没有刺目的水晶吊灯,没有喧嚣的管弦乐。只有一片柔和到近乎圣洁的暖黄色光芒,如同黄昏最温柔的余晖。
他发现自己站在一条由光铺就的、朦胧的小径上。脚下是柔软得如同天鹅绒般的触感。小径的尽头,连接着一个巨大的、由温暖光芒构成的圆形空间。
那里,人影幢幢,优雅地旋转、滑步,却奇异地没有发出任何声音。
米歇尔的呼吸屏住了。
他看到了,在那无数无声旋转的光影边缘,在光柱中央,她静静地站着。
依旧是那身艳丽的红色旗袍,丝绸的质地流淌着珍珠般温润的光泽,勾勒出记忆中最完美的轮廓。
“是你吗……初……”
那个名字他已经很久没说出口了,久到他都以为自己忘记了。
她的长发挽成一个优雅的发髻,她微微侧着头,目光穿越无声旋转的人群,精准地落在了他的身上。
然后,她笑了。
那笑容,纯净得不带一丝杂质,没有疏离和疲惫。

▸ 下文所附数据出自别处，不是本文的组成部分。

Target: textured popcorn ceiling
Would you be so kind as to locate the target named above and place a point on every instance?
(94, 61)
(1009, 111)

只有一种纯粹的、温暖的、带着无尽包容的喜悦。
那笑容点亮了米歇尔德早已枯竭的心房。
他已经很久没见过她笑得那样开心了。
他听见了自己的声音,年轻、有力,带着抑制不住的颤抖和失而复得的巨大狂喜,却那么卑微。
“初夏……”
他伸出手,以为是梦。
“我真的很想你。”
她没有说话,只是唇边的笑容更深了些,她将一只手,轻轻放入了他早已等待多时、微微颤抖的手中。
指尖微凉,却带着生命鲜活的气息。
不是梦……
他不敢用力。
无声的舞厅瞬间被悠扬的华尔兹旋律填满。那音乐如此熟悉,如此温暖。
脚下的光芒不再是虚影,而是化作了光滑如镜、温润如玉的舞池地面。
他们滑入舞池中央。这一次,没有试探,没有猜忌,没有身份的桎梏,没有生死的阻隔。他的舞步沉稳而流畅,带着一种历经沧桑后的从容和珍惜。

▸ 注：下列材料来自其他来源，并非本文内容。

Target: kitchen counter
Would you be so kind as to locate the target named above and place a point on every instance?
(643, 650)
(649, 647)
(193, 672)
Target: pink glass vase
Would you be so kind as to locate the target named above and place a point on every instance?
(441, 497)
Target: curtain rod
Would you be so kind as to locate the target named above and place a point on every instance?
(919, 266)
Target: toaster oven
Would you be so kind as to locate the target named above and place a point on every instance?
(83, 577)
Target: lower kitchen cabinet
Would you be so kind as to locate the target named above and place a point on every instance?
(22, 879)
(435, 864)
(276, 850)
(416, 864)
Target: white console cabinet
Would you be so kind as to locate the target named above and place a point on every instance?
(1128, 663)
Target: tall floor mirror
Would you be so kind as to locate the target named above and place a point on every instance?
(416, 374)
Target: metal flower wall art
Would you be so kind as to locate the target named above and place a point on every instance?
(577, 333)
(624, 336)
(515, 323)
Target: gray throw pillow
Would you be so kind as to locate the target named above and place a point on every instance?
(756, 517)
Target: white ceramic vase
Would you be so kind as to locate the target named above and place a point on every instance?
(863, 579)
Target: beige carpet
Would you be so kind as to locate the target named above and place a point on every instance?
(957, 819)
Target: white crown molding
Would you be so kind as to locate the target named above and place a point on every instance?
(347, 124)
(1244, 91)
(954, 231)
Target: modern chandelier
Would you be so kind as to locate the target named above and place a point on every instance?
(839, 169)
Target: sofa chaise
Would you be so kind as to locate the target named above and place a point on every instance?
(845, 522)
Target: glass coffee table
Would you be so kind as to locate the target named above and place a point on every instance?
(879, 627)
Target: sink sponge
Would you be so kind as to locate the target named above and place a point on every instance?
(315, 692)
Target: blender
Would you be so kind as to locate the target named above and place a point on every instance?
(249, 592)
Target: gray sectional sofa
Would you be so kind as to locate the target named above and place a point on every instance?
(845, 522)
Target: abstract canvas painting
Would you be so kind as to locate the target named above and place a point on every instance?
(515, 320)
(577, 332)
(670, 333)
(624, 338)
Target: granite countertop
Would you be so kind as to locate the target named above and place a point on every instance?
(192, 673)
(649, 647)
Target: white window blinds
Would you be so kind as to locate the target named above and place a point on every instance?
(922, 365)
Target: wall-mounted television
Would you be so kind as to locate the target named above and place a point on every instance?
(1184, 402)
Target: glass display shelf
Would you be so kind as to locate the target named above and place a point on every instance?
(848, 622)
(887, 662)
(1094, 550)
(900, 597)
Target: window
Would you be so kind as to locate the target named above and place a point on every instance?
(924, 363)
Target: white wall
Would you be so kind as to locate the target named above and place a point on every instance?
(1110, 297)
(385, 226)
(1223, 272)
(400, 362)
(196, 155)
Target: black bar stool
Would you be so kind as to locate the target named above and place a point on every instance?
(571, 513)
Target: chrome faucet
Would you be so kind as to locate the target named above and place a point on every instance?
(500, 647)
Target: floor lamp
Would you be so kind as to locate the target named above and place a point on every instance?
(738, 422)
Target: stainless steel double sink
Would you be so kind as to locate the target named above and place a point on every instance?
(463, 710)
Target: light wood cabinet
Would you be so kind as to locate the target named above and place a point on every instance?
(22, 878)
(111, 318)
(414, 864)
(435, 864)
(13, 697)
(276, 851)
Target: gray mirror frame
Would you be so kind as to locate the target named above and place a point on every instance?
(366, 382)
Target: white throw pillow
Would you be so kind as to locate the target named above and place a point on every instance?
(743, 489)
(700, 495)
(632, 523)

她的笑容从未离开过脸庞,那双清澈的眼眸里,清晰地映着他同样含笑的脸。
所有的痛苦、悔恨和遗憾,都在这一刻被彻底净化、消融。
仿佛他们从未分离,从未错过,从初遇的那场舞会开始,便一直这样相拥着,旋转着,走向永恒。
这一次,他再也不会松手了。
——
霍格沃茨湖畔,那具枯槁的躯体彻底松弛下来。紧握着羊毛毯的枯瘦手指,终于缓缓地、彻底地松开,滑落在冰冷的躺椅扶手上。
米歇尔布满岁月沟壑的脸上,残留的痛楚和挣扎如同被风抚平的沙痕,消失无踪。
取而代之的,是一种近乎圣洁的宁静与安详,唇角甚至还凝固着一丝若有若无的、无比满足的微笑。
很久……他的学生们赶来,老人家寿终就寝,也该回归故乡了。
听他曾说过。
他来自华国。
可是一个欧洲人怎么会来自华国呢。